Leslie Schoop works at her computer

Quantum chemist Leslie Schoop wins 2020 Packard Fellowship

Leslie Schoop

The David and Lucile Packard Foundation announced today that quantum chemist Leslie Schoop is one of 20 researchers to receive a Packard Fellowship for Science and Engineering, targeted to innovative, early-career scientists and engineers.

"Princeton is thrilled that the Foundation has honored Dr. Schoop with this extraordinary fellowship," said University President Christopher L. Eisgruber.

Schoop, an assistant professor of chemistry and a 2015 Ph.D. graduate of Princeton, works at the interface between chemistry and physics, using chemical principles to find and synthesize quantum materials with exotic physical properties. Her research has implications for nanotechnology and quantum computing. Quantum materials “can be hosts of completely new physics and can even help to increase our understanding of the universe,” she said.

“Now more than ever, we need science,” said Frances Arnold, a Class of 1979 alumna and the 2018 Nobel laureate in chemistry, who is chair of the Packard Fellowships Advisory Panel. “In a year when we are confronted by the devastating impacts of a global pandemic, racial injustice and climate change, these 20 scientists and engineers offer us a ray of hope for the future. Through their research, creativity and mentorship to their students and labs, these young leaders will help equip us all to better understand and address the problems we face.”

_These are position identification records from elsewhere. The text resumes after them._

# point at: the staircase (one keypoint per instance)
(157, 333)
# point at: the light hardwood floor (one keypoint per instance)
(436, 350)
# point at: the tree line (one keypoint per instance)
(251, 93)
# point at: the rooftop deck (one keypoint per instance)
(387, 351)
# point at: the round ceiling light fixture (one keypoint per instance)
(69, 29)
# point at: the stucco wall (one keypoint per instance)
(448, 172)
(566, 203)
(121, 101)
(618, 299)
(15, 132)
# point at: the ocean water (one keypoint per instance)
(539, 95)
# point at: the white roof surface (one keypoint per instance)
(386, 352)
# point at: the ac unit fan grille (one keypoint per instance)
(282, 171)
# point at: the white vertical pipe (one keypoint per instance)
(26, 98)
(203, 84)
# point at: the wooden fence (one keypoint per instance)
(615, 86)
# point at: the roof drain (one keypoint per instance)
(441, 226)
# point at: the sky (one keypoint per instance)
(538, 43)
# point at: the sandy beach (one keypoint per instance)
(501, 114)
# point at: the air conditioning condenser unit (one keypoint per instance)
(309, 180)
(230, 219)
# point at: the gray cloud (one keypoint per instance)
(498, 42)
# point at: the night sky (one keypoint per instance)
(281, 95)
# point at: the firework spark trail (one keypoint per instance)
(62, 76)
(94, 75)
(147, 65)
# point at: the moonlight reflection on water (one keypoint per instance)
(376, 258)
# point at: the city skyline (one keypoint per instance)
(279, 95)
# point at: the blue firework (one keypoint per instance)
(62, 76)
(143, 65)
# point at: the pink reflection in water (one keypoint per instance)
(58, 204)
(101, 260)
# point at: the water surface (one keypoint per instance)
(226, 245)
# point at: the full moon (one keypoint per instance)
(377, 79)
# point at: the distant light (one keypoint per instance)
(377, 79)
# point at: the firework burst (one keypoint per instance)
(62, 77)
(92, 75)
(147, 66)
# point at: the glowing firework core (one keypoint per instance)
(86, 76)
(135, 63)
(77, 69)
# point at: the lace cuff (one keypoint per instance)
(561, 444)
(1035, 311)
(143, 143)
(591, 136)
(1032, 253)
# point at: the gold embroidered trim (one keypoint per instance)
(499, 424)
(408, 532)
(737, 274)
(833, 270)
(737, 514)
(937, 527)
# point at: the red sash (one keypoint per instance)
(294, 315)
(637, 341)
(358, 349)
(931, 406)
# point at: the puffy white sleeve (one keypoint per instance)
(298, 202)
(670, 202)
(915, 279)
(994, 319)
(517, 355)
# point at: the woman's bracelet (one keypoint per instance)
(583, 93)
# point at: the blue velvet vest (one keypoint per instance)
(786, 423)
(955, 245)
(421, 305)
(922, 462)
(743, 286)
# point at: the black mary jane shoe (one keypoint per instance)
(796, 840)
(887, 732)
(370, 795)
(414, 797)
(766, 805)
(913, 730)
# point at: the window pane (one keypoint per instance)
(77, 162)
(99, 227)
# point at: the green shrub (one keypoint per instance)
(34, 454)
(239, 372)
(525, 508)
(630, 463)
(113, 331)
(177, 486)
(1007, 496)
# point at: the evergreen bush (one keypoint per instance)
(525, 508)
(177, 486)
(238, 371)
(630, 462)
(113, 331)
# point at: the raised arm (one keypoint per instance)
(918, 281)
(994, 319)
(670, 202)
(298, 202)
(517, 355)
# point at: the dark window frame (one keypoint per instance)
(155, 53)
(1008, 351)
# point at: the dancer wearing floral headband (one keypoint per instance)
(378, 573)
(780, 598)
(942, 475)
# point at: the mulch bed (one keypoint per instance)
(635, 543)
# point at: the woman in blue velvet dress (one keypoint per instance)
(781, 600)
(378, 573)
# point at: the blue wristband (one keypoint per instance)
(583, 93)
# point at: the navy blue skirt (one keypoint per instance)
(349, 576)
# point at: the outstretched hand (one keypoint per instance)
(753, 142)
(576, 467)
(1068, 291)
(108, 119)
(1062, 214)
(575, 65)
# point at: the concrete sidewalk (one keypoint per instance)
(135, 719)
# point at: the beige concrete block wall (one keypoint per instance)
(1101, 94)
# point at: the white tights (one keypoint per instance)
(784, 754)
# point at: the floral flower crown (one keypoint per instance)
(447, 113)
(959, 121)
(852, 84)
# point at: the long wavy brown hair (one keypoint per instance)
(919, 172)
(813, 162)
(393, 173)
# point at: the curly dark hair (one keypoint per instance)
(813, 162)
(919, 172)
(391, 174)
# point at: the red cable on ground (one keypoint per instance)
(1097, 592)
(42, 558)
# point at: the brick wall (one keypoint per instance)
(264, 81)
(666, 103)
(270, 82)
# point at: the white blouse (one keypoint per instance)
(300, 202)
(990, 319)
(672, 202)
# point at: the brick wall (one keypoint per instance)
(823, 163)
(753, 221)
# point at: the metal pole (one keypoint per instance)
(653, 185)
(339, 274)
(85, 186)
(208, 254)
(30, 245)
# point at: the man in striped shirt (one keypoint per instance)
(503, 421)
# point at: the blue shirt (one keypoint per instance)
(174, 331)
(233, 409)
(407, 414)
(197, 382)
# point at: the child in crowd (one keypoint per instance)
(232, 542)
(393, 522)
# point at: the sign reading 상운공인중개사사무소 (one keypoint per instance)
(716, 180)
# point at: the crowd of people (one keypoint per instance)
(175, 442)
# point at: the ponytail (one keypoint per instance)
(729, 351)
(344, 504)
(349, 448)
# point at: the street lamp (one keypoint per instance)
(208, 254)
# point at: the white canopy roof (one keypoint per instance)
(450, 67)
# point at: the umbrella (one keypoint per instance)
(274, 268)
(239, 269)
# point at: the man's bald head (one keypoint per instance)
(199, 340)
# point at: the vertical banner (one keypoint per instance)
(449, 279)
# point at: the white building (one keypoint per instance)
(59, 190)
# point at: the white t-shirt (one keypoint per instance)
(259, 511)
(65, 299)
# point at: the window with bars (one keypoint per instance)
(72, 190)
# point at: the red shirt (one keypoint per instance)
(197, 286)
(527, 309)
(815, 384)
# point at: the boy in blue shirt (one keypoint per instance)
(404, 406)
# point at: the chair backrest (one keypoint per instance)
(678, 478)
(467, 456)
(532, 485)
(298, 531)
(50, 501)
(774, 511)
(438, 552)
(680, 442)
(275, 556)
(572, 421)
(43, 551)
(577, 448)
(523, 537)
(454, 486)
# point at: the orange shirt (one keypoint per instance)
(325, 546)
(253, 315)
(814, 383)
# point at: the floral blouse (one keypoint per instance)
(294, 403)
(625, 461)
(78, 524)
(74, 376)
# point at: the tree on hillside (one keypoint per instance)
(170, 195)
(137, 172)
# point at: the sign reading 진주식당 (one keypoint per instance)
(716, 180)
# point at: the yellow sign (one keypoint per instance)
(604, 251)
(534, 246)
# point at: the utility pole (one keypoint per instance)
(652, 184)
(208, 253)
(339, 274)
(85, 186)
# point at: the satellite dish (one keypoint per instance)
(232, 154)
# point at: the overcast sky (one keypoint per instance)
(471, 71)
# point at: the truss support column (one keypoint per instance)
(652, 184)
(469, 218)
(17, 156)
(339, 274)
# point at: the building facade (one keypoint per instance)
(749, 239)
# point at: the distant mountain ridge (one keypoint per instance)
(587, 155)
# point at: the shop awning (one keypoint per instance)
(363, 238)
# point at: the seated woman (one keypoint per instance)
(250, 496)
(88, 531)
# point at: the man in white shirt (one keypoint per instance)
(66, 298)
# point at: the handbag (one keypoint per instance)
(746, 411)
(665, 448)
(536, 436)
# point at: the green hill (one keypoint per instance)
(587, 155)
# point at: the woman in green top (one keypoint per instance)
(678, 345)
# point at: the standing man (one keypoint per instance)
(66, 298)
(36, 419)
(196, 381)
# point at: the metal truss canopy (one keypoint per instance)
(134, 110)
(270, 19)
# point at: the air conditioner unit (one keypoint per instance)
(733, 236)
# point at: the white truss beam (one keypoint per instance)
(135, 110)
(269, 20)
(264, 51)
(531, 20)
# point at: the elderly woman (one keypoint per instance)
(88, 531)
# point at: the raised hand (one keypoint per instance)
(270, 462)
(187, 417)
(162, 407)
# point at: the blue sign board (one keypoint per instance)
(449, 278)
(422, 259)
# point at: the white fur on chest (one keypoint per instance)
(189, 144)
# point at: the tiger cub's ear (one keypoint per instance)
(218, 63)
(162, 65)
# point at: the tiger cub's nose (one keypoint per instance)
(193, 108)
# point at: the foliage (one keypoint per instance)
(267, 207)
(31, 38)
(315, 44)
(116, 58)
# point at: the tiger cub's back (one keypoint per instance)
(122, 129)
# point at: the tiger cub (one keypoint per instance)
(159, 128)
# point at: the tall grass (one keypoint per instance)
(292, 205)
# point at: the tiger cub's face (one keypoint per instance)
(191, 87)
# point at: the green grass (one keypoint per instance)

Each fellow will receive $875,000 over five years to pursue their research. The Packard Fellowships in Science and Engineering are among the nation’s largest nongovernmental fellowships, designed to allow maximum flexibility in how the funding is used. Since 1988, this program has supported “blue-sky thinking” in physics, chemistry, mathematics, biology, astronomy, computer science, earth science, ocean science and all branches of engineering, in the hopes that open-ended research over time will lead to discoveries that improve people’s lives. As a Packard fellow, Schoop will be invited to an annual conference to meet with other fellows as well as the advisory panel and members of their board of trustees. The next meeting is scheduled for September 2021, in Monterey, California.